Cet ancien chasseur était alors revenu cinq jours plus tard, à l'heure de la sortie des écoles, et avait "arrosé avec de la chevrotine pour les sangliers" la façade de la famille, selon le parquet.

Sa voisine, assistante maternelle de métier, s'y trouvait alors avec deux enfants qu'elle gardait. "Elle leur chantait des chansons pour les rassurer", a rappelé l'avocat général aux jurés de la cour d'assises d'appel de la Loire-Atlantique.

Des "traits de personnalité paranoïaque"

Dans ces conditions, l'avocat général avait donc requis vingt ans de réclusion criminelle pour ce "crime du ressentiment" et cette "tentative de tuerie de masse en plein bourg" : le "bruit de moteur" du camion n'était "qu'un prétexte" pour l'accusé, qui avait déjà été condamné pour avoir frappé avec un démonte-pneu un autre automobiliste qui s'arrêtait trop fréquemment devant lui. C'était en réalité "la remarque d'un ado énervé" qui avait fait sortir de ses gonds cet homme "seul, sans travail et sans amis", a analysé ce 11 octobre le magistrat.

Surtout, l'accusé a des "traits de personnalité paranoïaque" : il était convaincu que ces voisins "passaient leurs journées à lui chier dessus". Les psychiatres n'ont pas pu vraiment se pencher sur son cas : pendant l'enquête, il a refusé d'être extrait de sa cellule pour en rencontrer un, préférant "faire la sieste". Il a aussi refusé de donner à une assesseure ses lectures en détention, persuadé que les jurés "voient le Mal partout". "J'aime beaucoup l'idée d'avoir une arme, c'est rassurant car le monde est fou", a encore dit l'ancien militaire.

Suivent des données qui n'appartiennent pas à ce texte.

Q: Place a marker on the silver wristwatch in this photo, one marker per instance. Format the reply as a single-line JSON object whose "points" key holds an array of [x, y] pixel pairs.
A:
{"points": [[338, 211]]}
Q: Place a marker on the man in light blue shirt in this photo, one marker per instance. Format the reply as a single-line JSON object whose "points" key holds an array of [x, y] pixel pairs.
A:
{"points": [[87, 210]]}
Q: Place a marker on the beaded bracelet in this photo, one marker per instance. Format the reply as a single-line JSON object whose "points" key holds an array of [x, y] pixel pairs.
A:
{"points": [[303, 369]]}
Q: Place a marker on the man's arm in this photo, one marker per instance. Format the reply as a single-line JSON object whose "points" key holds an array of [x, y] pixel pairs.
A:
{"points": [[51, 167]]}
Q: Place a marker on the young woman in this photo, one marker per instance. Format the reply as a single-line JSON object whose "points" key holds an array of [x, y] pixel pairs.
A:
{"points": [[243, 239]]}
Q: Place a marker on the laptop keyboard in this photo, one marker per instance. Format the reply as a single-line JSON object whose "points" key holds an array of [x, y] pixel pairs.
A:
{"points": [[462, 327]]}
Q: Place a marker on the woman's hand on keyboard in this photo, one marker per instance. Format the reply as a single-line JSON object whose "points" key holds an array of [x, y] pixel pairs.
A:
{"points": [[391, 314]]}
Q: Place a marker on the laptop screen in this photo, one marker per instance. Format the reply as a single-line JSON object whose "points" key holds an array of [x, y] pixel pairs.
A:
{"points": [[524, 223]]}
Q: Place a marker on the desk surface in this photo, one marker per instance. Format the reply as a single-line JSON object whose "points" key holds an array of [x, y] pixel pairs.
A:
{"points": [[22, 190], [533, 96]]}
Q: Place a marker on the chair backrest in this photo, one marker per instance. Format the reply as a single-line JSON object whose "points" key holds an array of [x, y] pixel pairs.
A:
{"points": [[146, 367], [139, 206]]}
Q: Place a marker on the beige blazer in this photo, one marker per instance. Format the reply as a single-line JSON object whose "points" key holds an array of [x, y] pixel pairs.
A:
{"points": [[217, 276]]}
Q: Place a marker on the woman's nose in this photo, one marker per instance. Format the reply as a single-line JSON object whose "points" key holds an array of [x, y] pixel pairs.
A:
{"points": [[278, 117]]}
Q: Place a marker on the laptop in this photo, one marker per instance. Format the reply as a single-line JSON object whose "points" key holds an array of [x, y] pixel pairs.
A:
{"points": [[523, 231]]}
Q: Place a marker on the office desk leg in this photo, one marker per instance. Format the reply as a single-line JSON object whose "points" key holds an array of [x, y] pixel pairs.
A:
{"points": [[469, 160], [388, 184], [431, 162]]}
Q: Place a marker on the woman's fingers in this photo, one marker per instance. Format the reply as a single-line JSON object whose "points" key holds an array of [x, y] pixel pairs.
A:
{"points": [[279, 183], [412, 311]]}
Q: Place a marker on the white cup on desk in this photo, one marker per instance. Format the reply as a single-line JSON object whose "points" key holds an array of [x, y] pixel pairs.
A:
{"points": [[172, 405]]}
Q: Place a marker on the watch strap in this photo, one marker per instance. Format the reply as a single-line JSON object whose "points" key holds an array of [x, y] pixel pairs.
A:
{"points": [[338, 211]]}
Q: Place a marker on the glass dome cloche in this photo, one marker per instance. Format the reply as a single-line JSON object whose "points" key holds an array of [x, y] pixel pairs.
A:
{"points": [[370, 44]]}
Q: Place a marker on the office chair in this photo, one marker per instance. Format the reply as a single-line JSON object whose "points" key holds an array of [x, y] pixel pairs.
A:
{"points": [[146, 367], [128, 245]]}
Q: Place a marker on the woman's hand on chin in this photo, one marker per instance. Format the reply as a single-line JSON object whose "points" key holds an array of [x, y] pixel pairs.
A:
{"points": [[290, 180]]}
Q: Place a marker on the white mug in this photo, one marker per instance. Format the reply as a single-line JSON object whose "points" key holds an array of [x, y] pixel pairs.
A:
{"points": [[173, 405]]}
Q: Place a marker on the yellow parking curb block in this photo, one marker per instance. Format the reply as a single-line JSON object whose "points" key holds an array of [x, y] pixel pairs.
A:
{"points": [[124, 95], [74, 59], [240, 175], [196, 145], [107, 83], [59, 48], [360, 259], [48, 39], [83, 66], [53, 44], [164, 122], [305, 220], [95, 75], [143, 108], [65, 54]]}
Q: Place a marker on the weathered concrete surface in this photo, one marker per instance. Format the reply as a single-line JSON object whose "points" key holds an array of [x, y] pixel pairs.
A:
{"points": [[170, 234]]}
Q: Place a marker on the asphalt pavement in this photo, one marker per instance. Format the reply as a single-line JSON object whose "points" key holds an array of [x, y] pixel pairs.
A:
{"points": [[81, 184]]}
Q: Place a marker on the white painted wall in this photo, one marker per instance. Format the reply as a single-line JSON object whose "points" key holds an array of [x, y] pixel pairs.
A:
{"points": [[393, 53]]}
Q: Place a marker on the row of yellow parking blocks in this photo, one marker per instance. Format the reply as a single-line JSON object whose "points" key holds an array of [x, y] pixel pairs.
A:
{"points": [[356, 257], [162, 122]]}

Cet allocataire du Revenu de solidarité active (RSA) - qui avait rejoint l'armée "pour voir du pays" et "pour l'aventure" mais qui l'a quittée "sans préavis" à cause des "ordres abusifs" de ses chefs - avait en fait renoncé à trouver du travail après la perte de son dernier emploi de chauffeur routier. Il passait donc ses journées "sur internet et avec les jeux vidéo"... mais "ne jouait pas à Call of Duty", avait-il tenu à préciser au premier jour de son procès, en référence au jeu vidéo de guerre où le joueur incarne un soldat armé.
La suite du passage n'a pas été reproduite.